All of this, in my opinion, indicates Mr Donovan has a need for further sexual offender treatment and drug and alcohol treatment and I believe that such treatment would be preferably given prior to release from prison.  Mr Donovan’s attitude to treatment may be questionable and therefore the gains may also be questionable, but I believe his present level of control over both his sexual impulses an his drug abuse is insufficient to be safely managed in the community.  Overall I am unable to now recommend Mr Donovan’s release into the community on a supervision order as I would see the risks to be too high.”

[10]Exhibit 1, p 14.

  1. Dr Beech, in his report dated 30 March 2011, opined that the respondent had deteriorated within a very short time of release despite a high level of supervision and structure and that had he not been returned to custody he would have come quickly to a state where he would have been at a very high risk of re-offending.[11]

    [11]Exhibit 2, p 12.

  1. Doctors Grant and Beech did not waiver in their opinions in cross-examination.  They both maintained there was a need for the respondent to undergo further programmes and treatment in custody before any release into the community.  I found their evidence highly persuasive.  I accept that evidence.

Conclusion

  1. Whilst the respondent contends only a short period had elapsed between his release on the supervision order and his return to custody, and that appropriate support and treatment in respect of his drug and alcohol dependence and sexual fantasies whilst under an ongoing supervision order would provide adequate protection to the community, I am not satisfied the conditions imposed under a supervision order would provide adequate protection to the community having regard to his behaviour upon release under the supervision order. 

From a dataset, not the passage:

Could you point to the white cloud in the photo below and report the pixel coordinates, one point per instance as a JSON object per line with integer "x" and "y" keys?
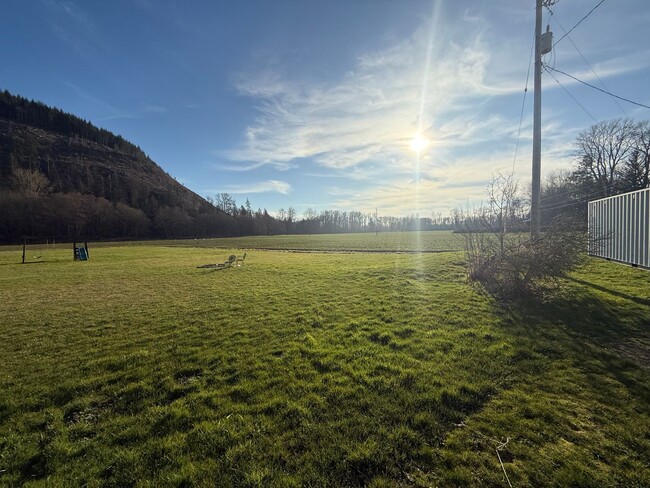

  1. Whilst it is correct that the contraventions did not involve any re-offending on the part of the respondent, and that the existing supervision order effectively contains a 24 hour curfew with a requirement that any leave be escorted leave, the matters referred to by Doctors Grant and Beech, when viewed against the respondent’s past history, render the risk of re-offending too great.  The fact that the additional programmes proposed by Doctors Grant and Beech could be undertaken within the community, does not negate the risk to the community whilst those programmes are being completed. 

  1. I am satisfied the respondent presents a high risk of re-offending, both generally and sexually if released on a supervision order.  I am also satisfied the respondent has contravened the supervision order.  The respondent has not satisfied me on the balance of probabilities that the adequate protection of the community can, despite that contravention, be ensured by the existing order or an amended order being made by the Court.

  1. I order:

1.          The supervision order made on 3 August 2010 be revoked;

2.          The respondent be detained in custody for an indefinite term for control, care or treatment.